Yesterday, the United Nations Human Rights Office for Southeast Asia (OHCHR) threw a wrench into the proceedings by calling for the Singapore authorities to reconsider the conviction of the 16-year-old, and for prosecutors to drop their demand for him to be sentenced to the Reformative Training Centre (RTC).

This comes a day ahead of today’s sentencing, where Yee will appear in court after three week’s detainment in Changi prison.

Image Credit: Channel NewsAsia
Image Credit: Channel NewsAsia

In a press statement, the OHCHR — which is part of the United Nations Secretariat — expressed concern that sending Yee to the RTC would be comparable to placing him in detention, and that this should only be done to those who have committed serious crimes.

In particular, they pointed out that due to Yee’s status as a juvenile, authorities must ensure that his “treatment is consistent with the best interests of the child”. This is in line with the UN Convention on the Rights of Child, an international agreement which Singapore has signed, and is therefore committed to.

According to The Straits Times, offenders who are sentenced to the RTC will have a criminal record — a point which the OHCHR felt was “disproportionate and inappropriate in terms of the international protections for freedom of expression and opinion.” They ended off the statement by calling for the immediate release of Yee.

Yee was hit by a stranger while on his way to court at one of his previous hearings. (Image Credit: Channel NewsAsia)
Yee was hit by a stranger while on his way to court at one of his previous hearings. (Image Credit: Channel NewsAsia)

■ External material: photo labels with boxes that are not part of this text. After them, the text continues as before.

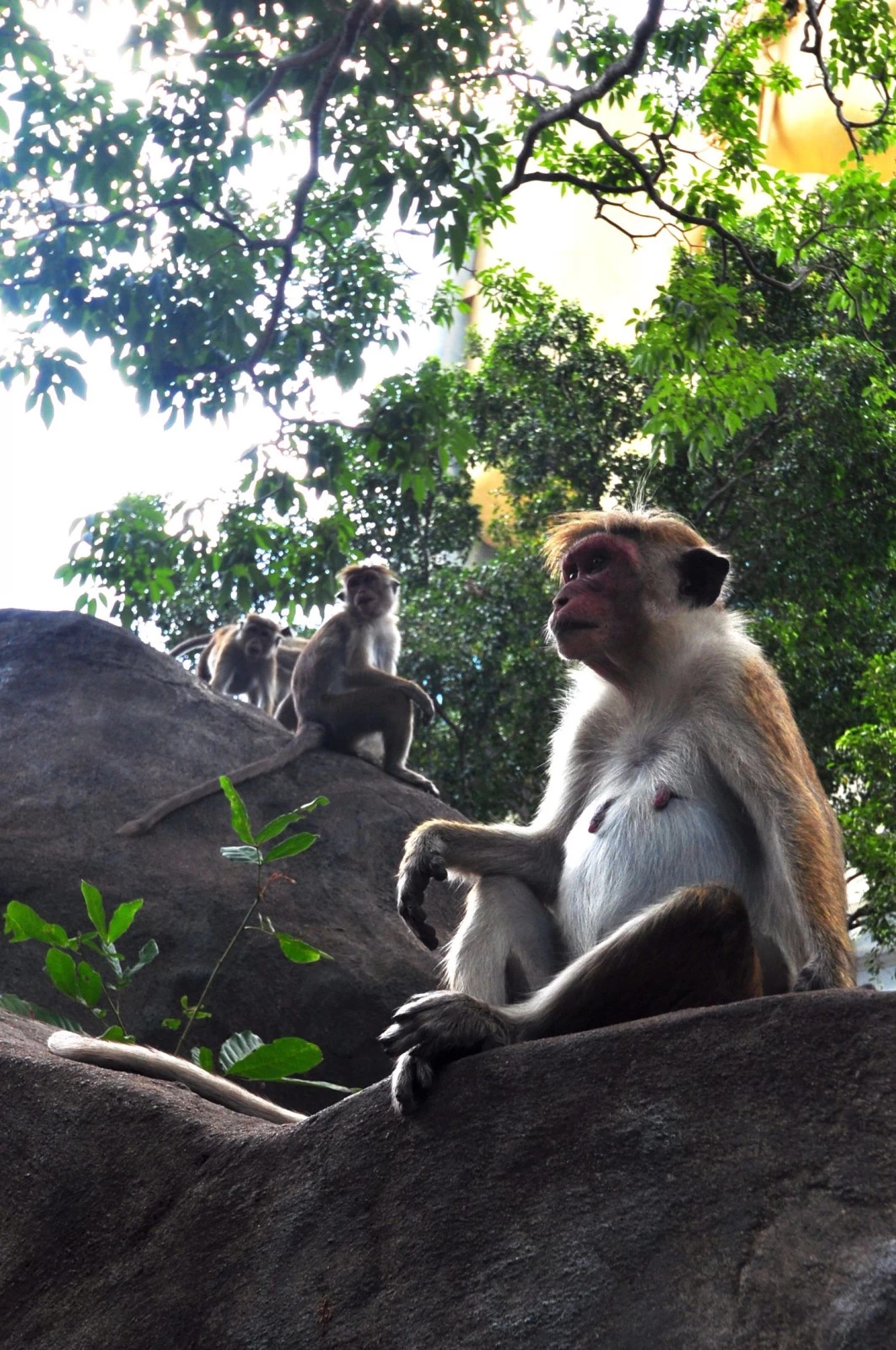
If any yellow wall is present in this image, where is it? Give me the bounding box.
[472,0,896,543]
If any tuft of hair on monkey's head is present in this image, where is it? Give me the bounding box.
[336,556,399,605]
[542,506,730,608]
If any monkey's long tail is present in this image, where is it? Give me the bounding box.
[116,722,325,835]
[169,633,212,656]
[47,1031,308,1125]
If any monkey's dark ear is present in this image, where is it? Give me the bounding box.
[678,548,730,609]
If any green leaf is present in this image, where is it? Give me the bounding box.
[126,937,159,980]
[221,844,264,866]
[0,994,84,1035]
[81,882,107,941]
[100,1026,133,1045]
[255,812,302,844]
[264,833,320,862]
[219,774,255,844]
[218,1031,264,1073]
[106,900,143,942]
[191,1045,214,1073]
[274,933,332,965]
[3,900,77,947]
[221,1035,324,1083]
[45,947,78,999]
[76,953,103,1008]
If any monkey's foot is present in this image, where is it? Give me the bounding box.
[379,991,514,1115]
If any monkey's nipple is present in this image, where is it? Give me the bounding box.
[588,796,615,834]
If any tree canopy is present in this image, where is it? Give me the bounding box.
[0,0,896,933]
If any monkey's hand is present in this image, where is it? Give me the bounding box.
[379,991,515,1115]
[398,825,448,952]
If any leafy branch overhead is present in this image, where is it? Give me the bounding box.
[0,0,896,454]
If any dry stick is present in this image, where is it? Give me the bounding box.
[47,1031,308,1125]
[116,722,325,837]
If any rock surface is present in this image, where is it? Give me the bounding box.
[0,992,896,1350]
[0,610,459,1111]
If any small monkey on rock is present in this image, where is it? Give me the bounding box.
[117,563,439,834]
[170,614,294,714]
[381,510,856,1112]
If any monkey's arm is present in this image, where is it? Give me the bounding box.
[710,657,856,990]
[169,633,212,656]
[345,666,436,722]
[398,683,607,950]
[398,821,563,952]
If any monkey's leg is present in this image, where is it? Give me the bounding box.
[445,876,560,1004]
[320,687,439,796]
[381,886,763,1114]
[381,691,439,796]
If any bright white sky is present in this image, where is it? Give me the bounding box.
[0,0,644,613]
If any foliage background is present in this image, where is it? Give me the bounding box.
[0,0,896,936]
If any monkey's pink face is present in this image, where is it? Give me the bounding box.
[345,572,392,618]
[548,535,644,678]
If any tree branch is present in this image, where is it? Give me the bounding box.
[500,0,666,197]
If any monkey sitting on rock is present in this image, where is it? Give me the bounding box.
[170,614,294,714]
[117,563,439,835]
[381,510,854,1112]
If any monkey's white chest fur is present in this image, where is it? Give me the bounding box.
[558,759,761,957]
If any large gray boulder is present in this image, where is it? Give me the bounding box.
[0,610,457,1110]
[0,992,896,1350]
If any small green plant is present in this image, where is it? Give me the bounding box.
[0,778,358,1094]
[0,882,159,1041]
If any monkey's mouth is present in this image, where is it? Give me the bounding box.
[549,610,601,637]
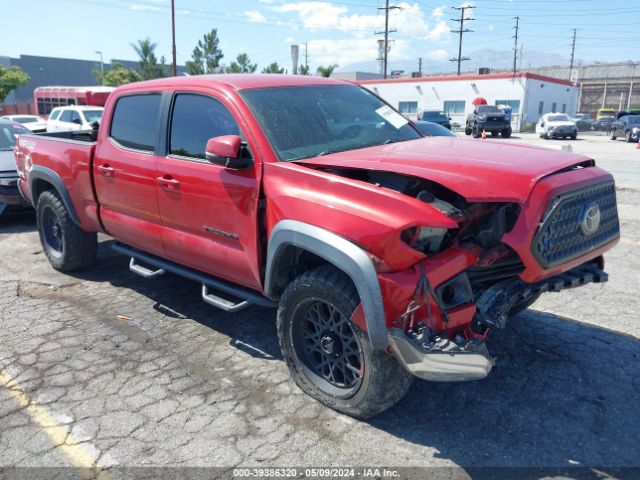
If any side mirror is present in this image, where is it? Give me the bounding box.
[205,135,253,170]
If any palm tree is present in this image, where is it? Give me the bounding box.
[316,64,338,78]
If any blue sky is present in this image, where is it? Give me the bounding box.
[0,0,640,71]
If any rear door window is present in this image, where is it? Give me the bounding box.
[60,110,71,122]
[109,93,161,152]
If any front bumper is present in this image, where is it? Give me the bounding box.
[0,172,27,206]
[478,122,511,132]
[388,262,608,382]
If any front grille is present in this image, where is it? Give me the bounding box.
[532,182,620,268]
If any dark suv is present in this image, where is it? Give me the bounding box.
[418,110,451,130]
[464,105,511,138]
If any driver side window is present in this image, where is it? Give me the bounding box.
[169,93,240,160]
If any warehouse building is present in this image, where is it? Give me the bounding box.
[356,73,579,132]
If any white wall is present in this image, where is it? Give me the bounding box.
[363,77,578,131]
[524,78,578,123]
[363,78,525,125]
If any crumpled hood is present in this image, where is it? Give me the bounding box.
[297,137,590,203]
[0,150,16,172]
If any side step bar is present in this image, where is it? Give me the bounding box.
[112,243,276,312]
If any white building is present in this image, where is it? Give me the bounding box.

This is not the first time that the issue of human rights has been raised in regards to the Amos Yee saga. Netizens have been quick to point this out since the incident was first brought into the spotlight, and even the international media have expressed concern over this issue.

With social harmony at risk, on one hand, and human rights on the other, it remains to be seen how the delicate balance of the two will be maintained in Singapore.